Walang patawad noon.
Ngayon, meron na.
The Administrative Appeals Office (AAO), in a decision for a Filipino applicant in the same situation as above, ruled that the Officer in Charge (OIC) at the U.S. Citizenship and Immigration Services in Manila "improperly erred in rejecting the waiver application" of the Filipino immigrant visa applicant. Arguing for the applicant through Counsel, the published ruling explained that the OIC wrongly relied on a Ninth Circuit Decision pertaining to the adjustment of status application of an applicant for permanent residency in Hawaii. While the case involves the same violation, the issue is which law should be followed - Hawaii or the Philippines.
Since the Filipino applicant admitted to use of a controlled substance during the required medical examination at St. Luke's Medical Center, the controlling law must be that of the Philippines.
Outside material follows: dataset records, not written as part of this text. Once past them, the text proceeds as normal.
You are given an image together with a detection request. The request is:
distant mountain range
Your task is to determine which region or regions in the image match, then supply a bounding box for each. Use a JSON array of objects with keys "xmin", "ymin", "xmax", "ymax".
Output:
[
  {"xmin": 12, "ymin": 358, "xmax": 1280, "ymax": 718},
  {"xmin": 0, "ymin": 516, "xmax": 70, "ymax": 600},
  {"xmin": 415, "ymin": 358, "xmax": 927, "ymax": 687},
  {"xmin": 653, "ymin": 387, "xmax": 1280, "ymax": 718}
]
Second, for an admission of a crime for immigration purposes, the applicant must be given "an adequate definition of the crime, including all essential elements and that it be explained in understandable terms."
Since neither of the above was present in the case discussed here, the AAO ordered that the decision of the OIC - to deny the waiver application of the Filipino visa applicant - be withdrawn and that the matter be returned to the OIC for further processing of the immigrant visa application.
If your visa application was denied solely for admission of having used a controlled substance, you may be eligible to have your case be reconsidered or reopened.